Column: Controversial rule change will ensure youth safety

By Tara Petzoldt

Pop Warner, the world’s largest youth football, cheerleading and dance organization in the world, according to the organization’s website, implemented a rule last week that has some banging their heads.

The recently implemented rule calls for lighter practices, by which head-on collisions between players are less likely — a move that is controversial, but long overdue.

The rule calls for less contact, ruling out contact for two-thirds of youth football practices to be exact. According to the New York Times, the rule may affect hundreds of thousands of youth football players — many of whom will eventually move on to play at collegiate and professional levels.

Some question what this rule will do to the integrity of the popular American sport and pastime.

However, with recent studies about the advanced brain damage resulting from the sport, it seems that putting the safety of the adolescent players is far more important than the semantics of the game.

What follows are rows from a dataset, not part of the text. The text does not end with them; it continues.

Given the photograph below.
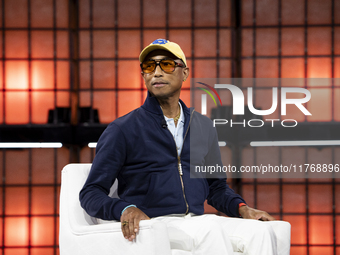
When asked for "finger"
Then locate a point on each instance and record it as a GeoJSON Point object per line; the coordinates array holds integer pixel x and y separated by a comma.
{"type": "Point", "coordinates": [131, 229]}
{"type": "Point", "coordinates": [136, 225]}
{"type": "Point", "coordinates": [124, 229]}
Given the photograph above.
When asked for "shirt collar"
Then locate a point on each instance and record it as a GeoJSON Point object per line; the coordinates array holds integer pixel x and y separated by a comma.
{"type": "Point", "coordinates": [181, 117]}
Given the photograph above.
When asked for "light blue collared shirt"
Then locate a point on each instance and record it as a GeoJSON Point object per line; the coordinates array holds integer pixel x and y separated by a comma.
{"type": "Point", "coordinates": [177, 131]}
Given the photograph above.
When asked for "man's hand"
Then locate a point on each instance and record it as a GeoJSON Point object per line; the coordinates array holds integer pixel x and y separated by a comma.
{"type": "Point", "coordinates": [130, 222]}
{"type": "Point", "coordinates": [250, 213]}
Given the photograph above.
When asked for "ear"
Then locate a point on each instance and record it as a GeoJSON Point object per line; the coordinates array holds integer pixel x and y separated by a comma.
{"type": "Point", "coordinates": [185, 73]}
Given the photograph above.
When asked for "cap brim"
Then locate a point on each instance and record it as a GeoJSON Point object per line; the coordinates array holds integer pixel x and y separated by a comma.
{"type": "Point", "coordinates": [150, 48]}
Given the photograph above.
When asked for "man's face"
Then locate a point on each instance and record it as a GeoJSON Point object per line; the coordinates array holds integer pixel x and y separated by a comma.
{"type": "Point", "coordinates": [161, 84]}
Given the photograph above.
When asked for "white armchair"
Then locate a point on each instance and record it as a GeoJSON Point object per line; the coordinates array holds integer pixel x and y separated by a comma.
{"type": "Point", "coordinates": [81, 234]}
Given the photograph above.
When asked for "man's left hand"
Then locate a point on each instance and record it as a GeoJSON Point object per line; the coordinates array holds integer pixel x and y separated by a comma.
{"type": "Point", "coordinates": [250, 213]}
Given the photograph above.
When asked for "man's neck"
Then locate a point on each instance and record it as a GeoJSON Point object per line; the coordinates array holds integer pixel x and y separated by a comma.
{"type": "Point", "coordinates": [170, 107]}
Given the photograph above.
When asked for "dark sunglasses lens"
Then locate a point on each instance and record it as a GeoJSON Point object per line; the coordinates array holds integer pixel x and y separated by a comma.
{"type": "Point", "coordinates": [148, 66]}
{"type": "Point", "coordinates": [168, 65]}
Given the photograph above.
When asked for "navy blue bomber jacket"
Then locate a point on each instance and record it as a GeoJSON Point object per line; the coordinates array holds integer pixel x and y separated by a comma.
{"type": "Point", "coordinates": [140, 152]}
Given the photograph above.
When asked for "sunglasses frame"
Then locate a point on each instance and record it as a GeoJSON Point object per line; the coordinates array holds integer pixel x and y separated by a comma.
{"type": "Point", "coordinates": [158, 63]}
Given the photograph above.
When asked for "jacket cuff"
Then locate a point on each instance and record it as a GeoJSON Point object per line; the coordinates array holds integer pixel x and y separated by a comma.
{"type": "Point", "coordinates": [234, 206]}
{"type": "Point", "coordinates": [118, 208]}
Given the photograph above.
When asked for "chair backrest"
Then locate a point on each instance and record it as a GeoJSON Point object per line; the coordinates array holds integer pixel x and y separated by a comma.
{"type": "Point", "coordinates": [73, 179]}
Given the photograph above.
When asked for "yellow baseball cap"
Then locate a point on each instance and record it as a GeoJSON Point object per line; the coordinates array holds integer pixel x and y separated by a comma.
{"type": "Point", "coordinates": [163, 45]}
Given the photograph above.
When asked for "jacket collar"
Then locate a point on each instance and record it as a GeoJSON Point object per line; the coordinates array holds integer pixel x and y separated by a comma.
{"type": "Point", "coordinates": [151, 105]}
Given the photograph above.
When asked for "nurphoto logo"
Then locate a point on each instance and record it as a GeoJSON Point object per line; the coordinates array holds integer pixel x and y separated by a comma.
{"type": "Point", "coordinates": [238, 105]}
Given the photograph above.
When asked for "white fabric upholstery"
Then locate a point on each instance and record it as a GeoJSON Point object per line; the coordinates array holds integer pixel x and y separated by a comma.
{"type": "Point", "coordinates": [82, 234]}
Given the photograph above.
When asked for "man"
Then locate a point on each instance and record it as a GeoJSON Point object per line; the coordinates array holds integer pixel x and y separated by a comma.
{"type": "Point", "coordinates": [148, 151]}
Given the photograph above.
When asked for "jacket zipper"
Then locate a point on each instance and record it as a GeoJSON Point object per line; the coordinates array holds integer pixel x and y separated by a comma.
{"type": "Point", "coordinates": [179, 164]}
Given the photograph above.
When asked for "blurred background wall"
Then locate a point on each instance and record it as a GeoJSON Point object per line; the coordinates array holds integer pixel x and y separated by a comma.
{"type": "Point", "coordinates": [68, 68]}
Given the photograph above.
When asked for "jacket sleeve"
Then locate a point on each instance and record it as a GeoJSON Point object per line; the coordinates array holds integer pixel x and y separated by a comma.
{"type": "Point", "coordinates": [109, 159]}
{"type": "Point", "coordinates": [221, 196]}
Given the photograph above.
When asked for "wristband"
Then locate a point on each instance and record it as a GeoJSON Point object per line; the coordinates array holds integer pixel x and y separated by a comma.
{"type": "Point", "coordinates": [239, 206]}
{"type": "Point", "coordinates": [127, 208]}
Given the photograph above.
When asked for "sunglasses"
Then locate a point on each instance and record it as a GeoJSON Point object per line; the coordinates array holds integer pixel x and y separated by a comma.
{"type": "Point", "coordinates": [167, 65]}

According to the Times, the results of the research and safety threats will not go unnoticed by Pop Warner. In fact, Jon Butler, executive director the organization, noted that the research would continue to be a determining factor in rules regarding safety for the organization — and rightly so.

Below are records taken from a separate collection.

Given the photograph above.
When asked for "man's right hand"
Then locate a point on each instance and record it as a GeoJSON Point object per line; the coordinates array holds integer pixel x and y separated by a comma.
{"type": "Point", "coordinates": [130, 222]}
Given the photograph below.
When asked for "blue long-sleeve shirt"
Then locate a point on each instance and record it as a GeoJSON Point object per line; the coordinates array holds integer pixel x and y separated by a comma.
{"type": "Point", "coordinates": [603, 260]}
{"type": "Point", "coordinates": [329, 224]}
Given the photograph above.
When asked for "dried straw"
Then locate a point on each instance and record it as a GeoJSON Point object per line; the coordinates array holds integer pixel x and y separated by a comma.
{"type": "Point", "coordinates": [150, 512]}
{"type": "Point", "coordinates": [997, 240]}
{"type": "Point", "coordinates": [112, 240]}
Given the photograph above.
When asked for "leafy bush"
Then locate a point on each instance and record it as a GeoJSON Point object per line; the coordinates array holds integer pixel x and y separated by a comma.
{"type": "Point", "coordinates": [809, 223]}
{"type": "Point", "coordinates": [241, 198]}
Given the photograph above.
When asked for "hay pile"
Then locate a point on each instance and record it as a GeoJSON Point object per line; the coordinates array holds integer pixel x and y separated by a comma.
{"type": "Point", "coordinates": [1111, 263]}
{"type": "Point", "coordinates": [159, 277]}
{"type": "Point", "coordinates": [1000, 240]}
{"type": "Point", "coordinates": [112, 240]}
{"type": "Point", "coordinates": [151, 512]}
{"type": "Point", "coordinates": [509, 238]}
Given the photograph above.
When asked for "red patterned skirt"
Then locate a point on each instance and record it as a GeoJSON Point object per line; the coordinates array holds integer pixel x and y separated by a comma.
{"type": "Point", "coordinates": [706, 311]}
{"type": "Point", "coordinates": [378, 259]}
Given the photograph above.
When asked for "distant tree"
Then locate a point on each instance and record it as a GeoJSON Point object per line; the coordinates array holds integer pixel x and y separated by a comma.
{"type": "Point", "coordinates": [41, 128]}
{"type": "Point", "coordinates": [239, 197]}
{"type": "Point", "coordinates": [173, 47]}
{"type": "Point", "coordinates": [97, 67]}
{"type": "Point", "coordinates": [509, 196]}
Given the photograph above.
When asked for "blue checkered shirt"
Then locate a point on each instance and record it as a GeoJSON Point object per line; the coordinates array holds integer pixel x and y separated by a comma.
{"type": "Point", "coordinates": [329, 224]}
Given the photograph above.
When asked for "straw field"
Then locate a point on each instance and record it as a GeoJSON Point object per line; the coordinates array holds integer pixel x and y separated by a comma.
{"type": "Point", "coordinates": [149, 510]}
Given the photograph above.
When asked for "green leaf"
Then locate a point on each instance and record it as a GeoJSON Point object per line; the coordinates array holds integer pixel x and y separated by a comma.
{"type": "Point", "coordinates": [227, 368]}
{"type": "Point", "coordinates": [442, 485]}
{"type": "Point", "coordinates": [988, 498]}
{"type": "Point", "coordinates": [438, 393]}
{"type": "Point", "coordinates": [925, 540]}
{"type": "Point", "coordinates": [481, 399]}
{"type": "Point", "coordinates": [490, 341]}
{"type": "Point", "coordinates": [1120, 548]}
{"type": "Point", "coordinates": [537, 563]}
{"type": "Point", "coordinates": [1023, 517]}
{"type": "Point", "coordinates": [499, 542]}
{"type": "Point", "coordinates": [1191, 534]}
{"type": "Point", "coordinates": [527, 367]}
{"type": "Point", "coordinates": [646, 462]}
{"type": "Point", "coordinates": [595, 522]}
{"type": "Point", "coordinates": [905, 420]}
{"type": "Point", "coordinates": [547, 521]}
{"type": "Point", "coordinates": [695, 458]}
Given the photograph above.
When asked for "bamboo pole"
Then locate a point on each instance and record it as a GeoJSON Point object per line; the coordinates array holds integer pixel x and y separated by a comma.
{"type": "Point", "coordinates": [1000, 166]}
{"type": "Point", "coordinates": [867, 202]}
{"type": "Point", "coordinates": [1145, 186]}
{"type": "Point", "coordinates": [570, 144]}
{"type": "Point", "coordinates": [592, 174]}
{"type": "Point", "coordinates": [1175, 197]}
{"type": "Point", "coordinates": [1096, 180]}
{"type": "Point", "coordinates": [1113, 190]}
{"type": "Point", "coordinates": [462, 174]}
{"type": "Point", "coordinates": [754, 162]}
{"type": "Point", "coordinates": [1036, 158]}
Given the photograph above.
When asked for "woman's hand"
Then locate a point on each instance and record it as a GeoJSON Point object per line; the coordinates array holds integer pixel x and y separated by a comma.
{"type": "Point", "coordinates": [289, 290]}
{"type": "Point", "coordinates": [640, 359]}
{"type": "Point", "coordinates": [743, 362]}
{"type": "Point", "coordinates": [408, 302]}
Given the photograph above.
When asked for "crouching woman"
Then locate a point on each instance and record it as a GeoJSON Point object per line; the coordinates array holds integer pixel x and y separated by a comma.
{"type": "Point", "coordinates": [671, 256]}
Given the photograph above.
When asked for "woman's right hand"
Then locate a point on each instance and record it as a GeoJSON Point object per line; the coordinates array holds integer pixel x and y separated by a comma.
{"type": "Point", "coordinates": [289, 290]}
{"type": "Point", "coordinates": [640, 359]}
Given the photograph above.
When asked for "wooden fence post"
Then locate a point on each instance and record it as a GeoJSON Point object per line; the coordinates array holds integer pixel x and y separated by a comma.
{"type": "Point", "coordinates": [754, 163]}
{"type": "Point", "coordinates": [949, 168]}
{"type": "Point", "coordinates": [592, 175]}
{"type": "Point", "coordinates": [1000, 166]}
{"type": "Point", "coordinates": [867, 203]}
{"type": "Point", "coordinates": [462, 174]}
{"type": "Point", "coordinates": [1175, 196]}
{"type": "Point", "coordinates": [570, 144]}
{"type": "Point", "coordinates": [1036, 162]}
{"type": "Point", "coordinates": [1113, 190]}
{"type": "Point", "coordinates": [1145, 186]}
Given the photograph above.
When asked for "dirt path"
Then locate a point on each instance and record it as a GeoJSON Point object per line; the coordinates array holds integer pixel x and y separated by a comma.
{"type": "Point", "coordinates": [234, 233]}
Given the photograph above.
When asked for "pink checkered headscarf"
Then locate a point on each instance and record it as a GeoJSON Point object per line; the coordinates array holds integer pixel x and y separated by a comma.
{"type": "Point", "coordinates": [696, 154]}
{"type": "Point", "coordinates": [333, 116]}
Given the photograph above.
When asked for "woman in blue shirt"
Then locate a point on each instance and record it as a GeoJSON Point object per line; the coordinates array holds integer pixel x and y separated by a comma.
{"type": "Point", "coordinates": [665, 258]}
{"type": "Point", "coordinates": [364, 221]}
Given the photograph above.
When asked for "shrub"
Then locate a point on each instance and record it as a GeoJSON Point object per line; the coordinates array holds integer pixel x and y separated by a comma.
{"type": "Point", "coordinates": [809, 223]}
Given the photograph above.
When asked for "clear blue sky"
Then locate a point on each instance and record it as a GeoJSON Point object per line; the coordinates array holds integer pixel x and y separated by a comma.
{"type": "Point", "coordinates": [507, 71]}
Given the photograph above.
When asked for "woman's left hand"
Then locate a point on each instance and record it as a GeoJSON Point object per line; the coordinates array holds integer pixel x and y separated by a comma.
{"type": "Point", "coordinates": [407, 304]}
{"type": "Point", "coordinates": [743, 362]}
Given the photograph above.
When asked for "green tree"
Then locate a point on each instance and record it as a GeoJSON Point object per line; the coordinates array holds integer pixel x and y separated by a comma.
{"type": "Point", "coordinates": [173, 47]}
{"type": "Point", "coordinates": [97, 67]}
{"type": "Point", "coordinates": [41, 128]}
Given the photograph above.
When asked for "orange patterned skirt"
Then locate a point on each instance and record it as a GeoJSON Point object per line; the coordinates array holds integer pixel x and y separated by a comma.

New research proves that the collisions suffered during youth, college and NFL practices can cause brain damage that has symptoms resembling Alzheimer’s disease. The media has recently focused on the adverse affects of hard hits to the head on professional football players.

As medical research becomes more prominent and advanced, it has become clear that collisions, particularly during the adolescent years, can be accompanied by some of the similar brain damaging effects as college and NFL players have experienced. For young developing brains, the stakes are even higher.

Pop Warner cites players as young as five years old participating in their organization. This is all the more reason for Pop Warner to be following in suit with the NFL and NCAA, calling for stricter regulations on heavy contact both on and off the game field.

With this knowledge, Pop Warner has made the correct move in protecting its players. Under the mission statement of Pop Warner, it is provided that one of the important goals of this organization is to “ensure a safe and positive playing environment for all participants.”

Sticking to this objective of a safe environment for the athletes is imperative for the success of the organization and its mission to promote athleticism and scholarship simultaneously in those who participate. Pop Warner’s executives are taking the research and results quite seriously, hence the new rule.

It is refreshing to see an organization putting the safety of their athletes first in spite of any controversy that may follow.